The Thetford Sustainable Urban Extension plan was backed by members of Breckland Council at a meeting in the town today.
Members were 10 to one in favour of the plans, which will see 5,000 homes, three primary schools, 19.5 hectares of employment land and infrastructure improvements brought in over the next 25 years. The houses will be developed in five phases.
Around 50 members of the public were given an overview of the plans by Simon Wood, from Breckland Council’s planning department.
During the presentation he revealed that the affordable housing allotment for the project would be 8.9 per cent.
That is despite planning consultants, DTZ, recommending a figure of 15 per cent. Breckland’s affordable housing policy requires that 40 per cent of houses built on new developments must be affordable.
Frank Sharpe, Breckland councillor for Swaffham, said that figure would be further split between affordable housing and shared equity housing. He quizzed planners, Pigeon, on the figure.

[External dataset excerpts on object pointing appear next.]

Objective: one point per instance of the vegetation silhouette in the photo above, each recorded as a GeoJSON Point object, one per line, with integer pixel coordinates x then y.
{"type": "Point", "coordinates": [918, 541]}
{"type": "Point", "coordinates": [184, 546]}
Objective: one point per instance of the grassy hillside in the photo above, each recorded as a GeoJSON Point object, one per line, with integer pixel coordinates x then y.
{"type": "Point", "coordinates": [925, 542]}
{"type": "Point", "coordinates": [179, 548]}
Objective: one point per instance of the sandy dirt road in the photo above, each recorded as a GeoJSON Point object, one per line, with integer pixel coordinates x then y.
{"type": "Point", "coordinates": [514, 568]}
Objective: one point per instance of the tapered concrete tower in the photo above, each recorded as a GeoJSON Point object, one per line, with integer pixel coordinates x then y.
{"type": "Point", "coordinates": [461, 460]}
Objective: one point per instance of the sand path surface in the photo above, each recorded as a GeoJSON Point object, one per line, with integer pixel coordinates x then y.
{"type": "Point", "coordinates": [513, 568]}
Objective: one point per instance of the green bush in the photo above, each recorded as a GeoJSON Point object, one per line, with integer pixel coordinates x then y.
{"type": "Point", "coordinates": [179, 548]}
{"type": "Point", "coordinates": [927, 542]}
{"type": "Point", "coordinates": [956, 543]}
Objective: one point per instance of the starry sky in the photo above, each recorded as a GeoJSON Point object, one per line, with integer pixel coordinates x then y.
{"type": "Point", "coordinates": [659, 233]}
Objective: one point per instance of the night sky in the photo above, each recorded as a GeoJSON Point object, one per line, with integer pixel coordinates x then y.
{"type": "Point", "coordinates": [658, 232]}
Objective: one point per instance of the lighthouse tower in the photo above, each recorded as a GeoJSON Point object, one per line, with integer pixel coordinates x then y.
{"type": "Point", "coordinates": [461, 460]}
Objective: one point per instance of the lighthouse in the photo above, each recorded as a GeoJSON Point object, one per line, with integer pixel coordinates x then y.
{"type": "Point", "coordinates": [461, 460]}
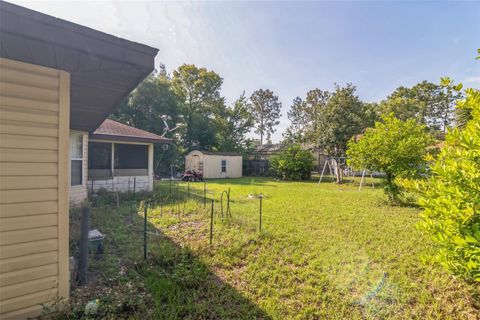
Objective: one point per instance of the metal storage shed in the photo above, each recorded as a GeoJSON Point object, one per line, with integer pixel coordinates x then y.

“Breckland says we should be looking for 2,000 affordable homes on this project but we have heard that’s not doable and we accept that,” he said.
“But going from 2,000 down to 300 is a hell of a drop. Whose idea was it to split that housing quota 60 to 40?”
William van Cutsem, from Pigeon, said the affordable housing figure had been chosen openly in consultation with Breckland to make sure the project was “viable”.
“We did all this on an open book basis so as to be totally transparent. We looked at the amount of affordable housing that we needed and worked with Breckland to pick an appropriate figure,” he said.
Paul Jackson, Breckland Planning Manager, said the 8.9 per cent figure was open to change in future.
“We’ll have 15 per cent going in the first phase and then once 80 per cent of the scheme is complete, we can reassess the situation,” he said.
Representatives from several councils spoke at the meeting, including Thetford, Croxton, and Kilverstone and Brettenham.
Speakers from groups such as the Thetford Society and Norwich Road Residents’ Association also gave their views on the plans.
Stuart Wilson, from the Thetford Society, raised concerns about the impact on birdlife in the area.
“No stone curlew were recorded nesting on the land for the proposed development. But who did the survey? Not the RSPB but a private company hired by the developers.
“If they found no nesting stone curlew, why have the developers offered land in mitigation?” he said.
Bob King, from Croxton Parish Council, said his council were concerned that the development would create a “dormitory town”, due it to being restricted to the north and east of the town.
Further concerns were raised about the upkeep of pedestrian routes, the proper allocation of the £156m Section 106 money being paid by the developers, and the effect on the town’s utilities.
Mr van Cutsem told the meeting that these issues had been considered during the two year consultation process.
He added that the benefit of the new housing to the town centre would outweigh its drawbacks.
Up to 25,000 construction jobs and 5,000 other jobs would be created by scheme, according to Mr van Cutsem.
The developers - Pigeon and the Crown and Kilverstone estates - will now have to submit individual, detailed, planning applications for each phase of the plan.